GEAPRESS – Ai cavalli dell’ippodromo di Palermo veniva dato pure il Viagra. Poi altri medicinali, ovviamente ad azione dopante, importati via internet in modo particolare dalla Svizzera e dalla Germania. Non mancavano le importazioni dalla Cina, dall’Australia, Stati Uniti ed in minor misura dalla Romania.

25 tra proprietari di scuderie e allenatori ippici denunciati, mentre è confermato (vedi articolo GeaPress) la denuncia di una persona per abuso della professione veterinaria. Un doping molto curato, con particolare riferimento a quelle sostanze che dopo la gara non lasciano tracce rintracciabili agli esami clinici.

L’inchiesta, condotta dal NAS a seguito dei prelievi dell’UNIRE che avevano rilevato la presenza all’ippodromo di tre cavalli dopati, è mirata anche al controllo della criminalità organizzata nelle scommesse- Queste gravitano, però, ormai fuori dalla struttura, ovvero nelle sale scommesse. Per queste, del resto, è stato più volte già evidenziato, negli stessi interventi delle Forze dell’Ordine, il diretto investimento della criminalità anche di stampo mafioso.
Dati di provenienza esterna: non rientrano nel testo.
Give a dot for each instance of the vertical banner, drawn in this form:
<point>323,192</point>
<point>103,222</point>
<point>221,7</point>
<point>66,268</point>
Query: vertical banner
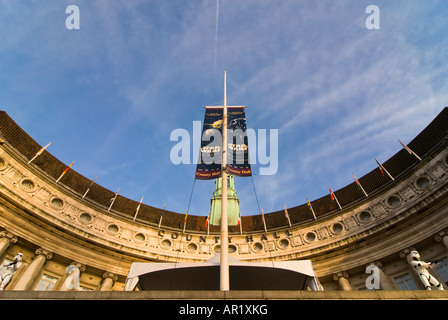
<point>237,145</point>
<point>210,154</point>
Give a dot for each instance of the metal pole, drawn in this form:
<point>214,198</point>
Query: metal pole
<point>224,261</point>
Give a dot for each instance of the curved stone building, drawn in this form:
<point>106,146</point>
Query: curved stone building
<point>55,227</point>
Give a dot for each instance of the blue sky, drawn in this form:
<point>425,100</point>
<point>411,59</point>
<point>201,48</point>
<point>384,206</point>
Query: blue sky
<point>109,95</point>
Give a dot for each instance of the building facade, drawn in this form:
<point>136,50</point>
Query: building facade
<point>61,230</point>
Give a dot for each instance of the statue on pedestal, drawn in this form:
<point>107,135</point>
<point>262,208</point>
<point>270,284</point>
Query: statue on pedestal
<point>9,269</point>
<point>421,268</point>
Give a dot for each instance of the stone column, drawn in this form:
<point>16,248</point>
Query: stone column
<point>343,280</point>
<point>108,282</point>
<point>6,238</point>
<point>386,282</point>
<point>30,274</point>
<point>75,280</point>
<point>442,236</point>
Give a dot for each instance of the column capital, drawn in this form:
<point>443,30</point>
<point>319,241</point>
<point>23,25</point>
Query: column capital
<point>8,235</point>
<point>81,267</point>
<point>338,275</point>
<point>44,252</point>
<point>110,275</point>
<point>440,235</point>
<point>405,252</point>
<point>376,263</point>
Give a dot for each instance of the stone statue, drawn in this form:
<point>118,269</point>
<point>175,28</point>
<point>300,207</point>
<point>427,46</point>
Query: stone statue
<point>11,268</point>
<point>421,268</point>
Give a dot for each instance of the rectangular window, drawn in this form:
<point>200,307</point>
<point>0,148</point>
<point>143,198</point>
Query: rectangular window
<point>405,282</point>
<point>46,283</point>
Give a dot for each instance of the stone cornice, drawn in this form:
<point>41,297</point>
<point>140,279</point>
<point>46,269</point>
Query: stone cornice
<point>55,205</point>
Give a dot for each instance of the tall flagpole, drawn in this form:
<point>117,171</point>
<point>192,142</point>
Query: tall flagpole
<point>224,265</point>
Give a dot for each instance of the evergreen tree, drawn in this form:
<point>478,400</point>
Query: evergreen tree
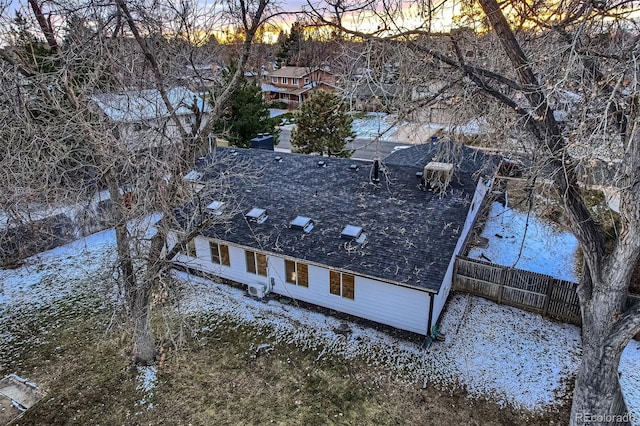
<point>246,115</point>
<point>323,126</point>
<point>291,45</point>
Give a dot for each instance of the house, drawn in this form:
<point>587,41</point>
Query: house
<point>141,119</point>
<point>372,240</point>
<point>292,85</point>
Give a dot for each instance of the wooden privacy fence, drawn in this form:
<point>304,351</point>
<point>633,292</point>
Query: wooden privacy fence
<point>532,291</point>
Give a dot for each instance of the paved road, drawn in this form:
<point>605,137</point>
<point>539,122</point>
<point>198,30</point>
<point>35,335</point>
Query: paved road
<point>366,149</point>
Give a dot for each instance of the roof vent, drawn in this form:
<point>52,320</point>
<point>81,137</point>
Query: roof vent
<point>257,215</point>
<point>353,233</point>
<point>193,176</point>
<point>303,223</point>
<point>216,207</point>
<point>376,171</point>
<point>438,175</point>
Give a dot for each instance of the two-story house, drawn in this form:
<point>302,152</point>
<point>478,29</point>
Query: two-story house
<point>292,85</point>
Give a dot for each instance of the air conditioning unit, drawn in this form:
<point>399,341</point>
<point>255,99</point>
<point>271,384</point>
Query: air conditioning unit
<point>257,290</point>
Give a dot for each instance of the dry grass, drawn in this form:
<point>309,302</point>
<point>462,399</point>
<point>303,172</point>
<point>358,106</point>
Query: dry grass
<point>219,377</point>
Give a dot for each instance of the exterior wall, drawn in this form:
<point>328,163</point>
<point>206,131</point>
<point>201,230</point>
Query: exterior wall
<point>393,305</point>
<point>476,203</point>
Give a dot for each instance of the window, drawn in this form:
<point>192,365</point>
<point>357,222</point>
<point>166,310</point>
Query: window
<point>342,284</point>
<point>219,253</point>
<point>256,262</point>
<point>296,273</point>
<point>189,248</point>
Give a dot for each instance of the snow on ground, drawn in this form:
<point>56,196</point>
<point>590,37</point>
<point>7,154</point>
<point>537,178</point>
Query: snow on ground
<point>494,351</point>
<point>274,112</point>
<point>547,249</point>
<point>630,379</point>
<point>375,125</point>
<point>482,340</point>
<point>147,378</point>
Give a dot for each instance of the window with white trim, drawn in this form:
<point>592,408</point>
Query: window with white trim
<point>189,248</point>
<point>219,253</point>
<point>342,284</point>
<point>296,273</point>
<point>256,262</point>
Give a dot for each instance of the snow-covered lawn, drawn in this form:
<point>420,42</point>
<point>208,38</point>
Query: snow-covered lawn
<point>527,242</point>
<point>494,351</point>
<point>375,125</point>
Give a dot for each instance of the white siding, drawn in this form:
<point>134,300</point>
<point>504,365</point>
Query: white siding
<point>393,305</point>
<point>441,298</point>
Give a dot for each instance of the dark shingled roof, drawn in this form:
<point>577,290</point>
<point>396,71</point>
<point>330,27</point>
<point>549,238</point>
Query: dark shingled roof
<point>410,233</point>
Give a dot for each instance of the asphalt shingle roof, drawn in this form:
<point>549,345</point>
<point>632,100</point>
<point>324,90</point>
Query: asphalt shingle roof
<point>411,233</point>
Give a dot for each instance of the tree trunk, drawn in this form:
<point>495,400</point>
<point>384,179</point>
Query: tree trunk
<point>136,293</point>
<point>144,349</point>
<point>597,389</point>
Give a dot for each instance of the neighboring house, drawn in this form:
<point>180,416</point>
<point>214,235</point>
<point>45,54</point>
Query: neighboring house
<point>327,232</point>
<point>202,79</point>
<point>293,85</point>
<point>142,119</point>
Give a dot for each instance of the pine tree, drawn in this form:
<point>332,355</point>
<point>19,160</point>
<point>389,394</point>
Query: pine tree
<point>247,115</point>
<point>323,126</point>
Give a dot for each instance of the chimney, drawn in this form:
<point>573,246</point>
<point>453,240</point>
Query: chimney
<point>376,171</point>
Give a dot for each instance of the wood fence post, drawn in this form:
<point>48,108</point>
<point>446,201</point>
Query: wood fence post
<point>505,273</point>
<point>550,285</point>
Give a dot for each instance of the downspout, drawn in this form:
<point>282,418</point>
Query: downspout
<point>430,314</point>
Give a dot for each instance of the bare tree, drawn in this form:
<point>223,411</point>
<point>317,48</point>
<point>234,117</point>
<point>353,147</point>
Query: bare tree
<point>565,77</point>
<point>120,45</point>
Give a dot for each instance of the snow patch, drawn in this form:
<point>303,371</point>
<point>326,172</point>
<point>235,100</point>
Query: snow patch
<point>497,352</point>
<point>146,379</point>
<point>545,248</point>
<point>630,379</point>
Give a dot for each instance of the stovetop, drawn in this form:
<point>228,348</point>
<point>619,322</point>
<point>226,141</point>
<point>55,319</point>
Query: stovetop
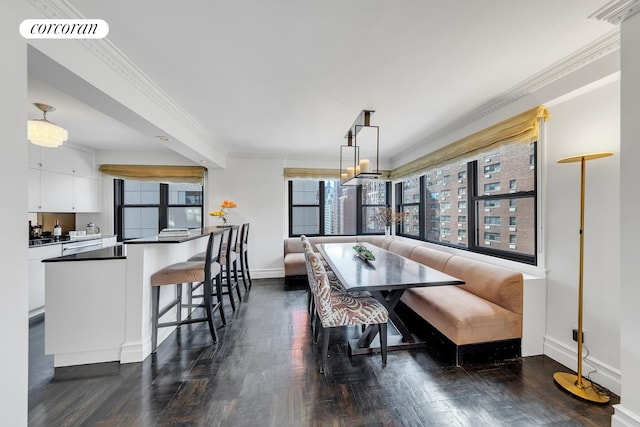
<point>38,241</point>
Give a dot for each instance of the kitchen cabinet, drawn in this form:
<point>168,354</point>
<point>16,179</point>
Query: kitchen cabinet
<point>62,180</point>
<point>36,275</point>
<point>86,193</point>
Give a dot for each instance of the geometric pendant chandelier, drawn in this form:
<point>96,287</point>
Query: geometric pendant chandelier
<point>359,158</point>
<point>44,133</point>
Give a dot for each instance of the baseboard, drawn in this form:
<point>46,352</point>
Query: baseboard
<point>624,417</point>
<point>37,318</point>
<point>267,273</point>
<point>606,375</point>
Un settore dalle ampie possibilità di guadagno che lucra, però su un settore, quale quello dell’ippica, notoriamente in crisi. I cavalli, di fatto, hanno ormai valori molto inflazionati. Si risparmia su tutto e le stalle (e metodi di allevamento) clandestine della città, sono spesso funzionali a tale esigenza. Un interscambio continuo il cui passaggio finale, per il cavallo-oggetto, è la vendita per la vita in strada. Ottocento – mille euro, ed è così possibile acquistarli proprio presso scuderie che corrono all’ippodromo. Riciclati per le carrozze per turisti e le corse clandestine (spesso le stalle coincidono). Consumati così in strada, finiranno, più o meno per lo stesso presso, nei macelli clandestini.

Nella foto un intervento del NAS nella spiaggia cittadina di Sant’Erasmo. Un cavallino morto a due passi dalle stalle clandestine. (GEAPRESS – Riproduzione vietata senza citare la fonte).